A summary of what we will do is:

  1. Configure HMS clients to talk to the Okera catalog. This includes other services such as Impala and HiveServer2 as well as gateway client configs for Spark, Pig, etc.
  2. Configure Sentry clients to talk to the Okera catalog. Clients typically do not contact this service directly, we will only need to update HiveServer2 and Impala.
  3. Configure the gateway client configs to use Okera's data access service. This provides the functionality that the RecordService service provided.

These steps are repeated across multiple CDH clusters, allowing them to share the same metadata.

HMS Configuration Changes

We need to make the following configuration changes in multiple places for the different HMS clients. The configuration changes are:

<property>
  <name>hive.metastore.uris</name>
  <value>thrift://<ODAS HMS Host:Port></value>
</property>
<property>
  <name>hive.metastore.kerberos.principal</name>
  <value><ODAS Principal></value>
</property>

If the cluster is not kerberized, then the Kerberos principal is not necessary.
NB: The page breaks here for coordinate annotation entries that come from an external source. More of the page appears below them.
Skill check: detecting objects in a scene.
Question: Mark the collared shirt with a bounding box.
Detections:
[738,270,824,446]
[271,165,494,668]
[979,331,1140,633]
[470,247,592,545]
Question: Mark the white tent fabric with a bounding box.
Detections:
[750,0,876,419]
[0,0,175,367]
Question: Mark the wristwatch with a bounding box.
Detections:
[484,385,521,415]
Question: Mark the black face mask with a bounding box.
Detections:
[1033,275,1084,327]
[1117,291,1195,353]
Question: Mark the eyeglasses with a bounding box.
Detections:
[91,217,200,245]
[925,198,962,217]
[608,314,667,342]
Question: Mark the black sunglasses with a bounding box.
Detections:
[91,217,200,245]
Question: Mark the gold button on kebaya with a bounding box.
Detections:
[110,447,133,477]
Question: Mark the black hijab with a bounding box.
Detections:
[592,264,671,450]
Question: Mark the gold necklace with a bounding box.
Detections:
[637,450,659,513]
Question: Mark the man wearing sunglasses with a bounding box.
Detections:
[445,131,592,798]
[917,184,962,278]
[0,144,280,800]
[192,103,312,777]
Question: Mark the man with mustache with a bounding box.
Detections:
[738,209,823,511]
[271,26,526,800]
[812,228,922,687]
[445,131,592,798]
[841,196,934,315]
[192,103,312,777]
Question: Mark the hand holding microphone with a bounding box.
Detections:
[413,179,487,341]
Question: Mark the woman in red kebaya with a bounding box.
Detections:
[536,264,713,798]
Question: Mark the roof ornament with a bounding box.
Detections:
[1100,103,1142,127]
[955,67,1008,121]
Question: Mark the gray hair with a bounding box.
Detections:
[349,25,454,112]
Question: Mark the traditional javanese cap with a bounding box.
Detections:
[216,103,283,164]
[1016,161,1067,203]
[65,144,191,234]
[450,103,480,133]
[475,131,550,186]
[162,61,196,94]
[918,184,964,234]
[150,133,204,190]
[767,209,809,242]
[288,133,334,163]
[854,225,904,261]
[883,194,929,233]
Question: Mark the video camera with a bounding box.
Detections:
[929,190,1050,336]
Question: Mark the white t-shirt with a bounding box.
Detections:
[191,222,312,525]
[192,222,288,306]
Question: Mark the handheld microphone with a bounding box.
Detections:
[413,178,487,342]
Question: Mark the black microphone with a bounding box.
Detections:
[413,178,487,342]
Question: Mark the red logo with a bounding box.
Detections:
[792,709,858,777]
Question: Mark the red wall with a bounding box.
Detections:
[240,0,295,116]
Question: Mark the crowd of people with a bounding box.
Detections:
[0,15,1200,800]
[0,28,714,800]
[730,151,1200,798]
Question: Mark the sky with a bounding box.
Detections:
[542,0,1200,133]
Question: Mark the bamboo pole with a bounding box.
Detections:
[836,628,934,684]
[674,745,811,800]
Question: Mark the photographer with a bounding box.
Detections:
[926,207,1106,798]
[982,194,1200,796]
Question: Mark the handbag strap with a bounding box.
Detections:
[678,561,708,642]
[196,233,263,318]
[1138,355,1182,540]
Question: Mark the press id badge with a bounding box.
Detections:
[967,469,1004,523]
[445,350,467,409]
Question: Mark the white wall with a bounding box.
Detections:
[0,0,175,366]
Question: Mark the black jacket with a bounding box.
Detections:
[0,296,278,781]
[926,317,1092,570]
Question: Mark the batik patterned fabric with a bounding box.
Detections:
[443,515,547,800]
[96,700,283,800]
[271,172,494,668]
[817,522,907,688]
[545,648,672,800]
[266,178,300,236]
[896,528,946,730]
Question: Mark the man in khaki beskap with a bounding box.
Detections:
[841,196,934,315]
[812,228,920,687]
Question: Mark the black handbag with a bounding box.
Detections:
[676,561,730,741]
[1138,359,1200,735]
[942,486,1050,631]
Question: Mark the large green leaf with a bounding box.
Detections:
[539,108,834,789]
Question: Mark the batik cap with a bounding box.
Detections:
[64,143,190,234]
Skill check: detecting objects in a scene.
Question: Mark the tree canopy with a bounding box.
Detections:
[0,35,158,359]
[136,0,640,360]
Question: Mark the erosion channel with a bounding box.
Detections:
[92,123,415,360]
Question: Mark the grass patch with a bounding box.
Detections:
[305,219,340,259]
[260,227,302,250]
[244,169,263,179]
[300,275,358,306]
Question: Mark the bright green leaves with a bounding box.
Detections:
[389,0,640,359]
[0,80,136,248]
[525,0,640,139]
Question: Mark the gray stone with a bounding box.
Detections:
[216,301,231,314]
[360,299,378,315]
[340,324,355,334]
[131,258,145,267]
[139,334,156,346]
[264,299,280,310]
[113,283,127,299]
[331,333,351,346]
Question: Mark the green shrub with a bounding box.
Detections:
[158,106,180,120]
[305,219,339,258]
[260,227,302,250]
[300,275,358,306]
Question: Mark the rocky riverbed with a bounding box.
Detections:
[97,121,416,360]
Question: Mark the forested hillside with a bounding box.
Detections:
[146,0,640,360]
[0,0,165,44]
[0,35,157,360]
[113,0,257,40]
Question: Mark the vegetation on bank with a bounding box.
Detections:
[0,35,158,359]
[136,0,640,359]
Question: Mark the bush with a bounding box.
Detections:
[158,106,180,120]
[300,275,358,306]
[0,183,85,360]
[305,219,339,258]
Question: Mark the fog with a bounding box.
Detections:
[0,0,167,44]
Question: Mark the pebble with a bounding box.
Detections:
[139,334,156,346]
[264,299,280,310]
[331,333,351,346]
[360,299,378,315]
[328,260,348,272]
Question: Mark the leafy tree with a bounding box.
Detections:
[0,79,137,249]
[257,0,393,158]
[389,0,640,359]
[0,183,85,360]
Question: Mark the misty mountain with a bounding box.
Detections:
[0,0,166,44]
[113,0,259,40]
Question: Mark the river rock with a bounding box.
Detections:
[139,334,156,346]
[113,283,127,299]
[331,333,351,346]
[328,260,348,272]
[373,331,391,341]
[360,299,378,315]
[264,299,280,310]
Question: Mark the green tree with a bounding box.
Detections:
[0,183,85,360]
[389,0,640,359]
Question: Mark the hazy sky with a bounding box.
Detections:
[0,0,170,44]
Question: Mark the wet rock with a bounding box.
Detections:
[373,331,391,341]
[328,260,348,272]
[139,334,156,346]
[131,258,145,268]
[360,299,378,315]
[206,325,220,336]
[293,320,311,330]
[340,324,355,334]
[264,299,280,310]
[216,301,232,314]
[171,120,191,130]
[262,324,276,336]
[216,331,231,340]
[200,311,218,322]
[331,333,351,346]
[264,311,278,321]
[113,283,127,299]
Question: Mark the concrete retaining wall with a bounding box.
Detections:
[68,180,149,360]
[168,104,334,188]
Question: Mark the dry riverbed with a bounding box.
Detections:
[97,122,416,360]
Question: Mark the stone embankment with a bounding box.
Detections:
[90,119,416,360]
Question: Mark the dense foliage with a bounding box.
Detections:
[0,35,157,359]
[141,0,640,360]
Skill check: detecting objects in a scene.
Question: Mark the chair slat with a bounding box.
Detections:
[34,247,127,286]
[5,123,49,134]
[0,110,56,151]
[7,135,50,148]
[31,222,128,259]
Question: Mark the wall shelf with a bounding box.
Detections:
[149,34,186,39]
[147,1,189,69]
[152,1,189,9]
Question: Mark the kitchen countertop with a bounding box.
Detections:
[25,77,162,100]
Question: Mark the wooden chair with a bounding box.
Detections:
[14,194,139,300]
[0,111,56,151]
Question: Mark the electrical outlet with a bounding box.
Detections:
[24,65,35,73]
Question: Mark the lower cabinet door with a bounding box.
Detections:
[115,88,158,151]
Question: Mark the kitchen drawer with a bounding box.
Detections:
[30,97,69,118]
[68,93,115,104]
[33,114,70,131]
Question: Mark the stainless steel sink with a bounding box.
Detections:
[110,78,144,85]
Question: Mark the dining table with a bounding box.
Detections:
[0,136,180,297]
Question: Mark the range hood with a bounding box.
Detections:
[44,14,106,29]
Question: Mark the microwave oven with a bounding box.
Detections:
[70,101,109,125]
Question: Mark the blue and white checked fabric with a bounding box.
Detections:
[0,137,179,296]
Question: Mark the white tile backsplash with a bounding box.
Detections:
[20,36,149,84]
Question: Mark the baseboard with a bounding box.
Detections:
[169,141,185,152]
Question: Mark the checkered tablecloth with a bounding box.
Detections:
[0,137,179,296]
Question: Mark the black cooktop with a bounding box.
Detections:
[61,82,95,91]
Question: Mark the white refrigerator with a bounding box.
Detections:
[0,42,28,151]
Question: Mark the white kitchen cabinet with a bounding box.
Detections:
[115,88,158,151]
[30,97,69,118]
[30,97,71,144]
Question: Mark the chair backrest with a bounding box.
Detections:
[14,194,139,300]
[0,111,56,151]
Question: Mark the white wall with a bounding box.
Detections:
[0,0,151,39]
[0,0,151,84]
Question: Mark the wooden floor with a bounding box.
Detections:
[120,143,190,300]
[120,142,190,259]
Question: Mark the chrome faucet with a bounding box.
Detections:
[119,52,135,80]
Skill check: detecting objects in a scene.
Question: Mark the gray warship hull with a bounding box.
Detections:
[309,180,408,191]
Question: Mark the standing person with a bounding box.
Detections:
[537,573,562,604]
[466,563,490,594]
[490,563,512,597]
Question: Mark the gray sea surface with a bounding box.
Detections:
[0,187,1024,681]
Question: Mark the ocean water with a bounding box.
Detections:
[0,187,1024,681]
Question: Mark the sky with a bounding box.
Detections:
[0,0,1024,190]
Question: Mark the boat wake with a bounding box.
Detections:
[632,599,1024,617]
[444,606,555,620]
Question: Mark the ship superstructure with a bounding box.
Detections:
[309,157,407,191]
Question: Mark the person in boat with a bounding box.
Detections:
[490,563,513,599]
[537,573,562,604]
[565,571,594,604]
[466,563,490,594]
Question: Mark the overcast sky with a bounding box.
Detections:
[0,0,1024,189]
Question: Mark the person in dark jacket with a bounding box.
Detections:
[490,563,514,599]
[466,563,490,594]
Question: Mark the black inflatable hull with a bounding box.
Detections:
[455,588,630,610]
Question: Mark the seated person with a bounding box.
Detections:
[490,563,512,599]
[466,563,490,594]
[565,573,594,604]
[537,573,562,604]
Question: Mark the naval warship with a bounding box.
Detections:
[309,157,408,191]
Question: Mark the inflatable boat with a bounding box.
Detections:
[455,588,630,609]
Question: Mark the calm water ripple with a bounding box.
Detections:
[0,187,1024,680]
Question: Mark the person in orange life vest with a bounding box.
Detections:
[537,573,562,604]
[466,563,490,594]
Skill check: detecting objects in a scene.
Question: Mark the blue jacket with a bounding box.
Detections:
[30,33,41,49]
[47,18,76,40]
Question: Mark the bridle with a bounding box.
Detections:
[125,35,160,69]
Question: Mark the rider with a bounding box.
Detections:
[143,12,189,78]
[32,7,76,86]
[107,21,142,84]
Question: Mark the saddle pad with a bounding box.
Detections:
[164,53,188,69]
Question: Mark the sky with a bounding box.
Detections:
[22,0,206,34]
Hive Service Configuration

Configuration settings need to be set in Hive -> Service Wide -> Hive Service Advanced Configuration Snippet (Safety Value) for hive-site.xml

This requires restarting the Hive service. You can verify this is set properly by going on the machine (requires root access) running HiveServer2 and looking in /var/run/cloudera-scm-agent/process/<latest folder for hive server2>/hive-site.xml.

The CM-generated configuration should make it very clear that these two values have been overridden.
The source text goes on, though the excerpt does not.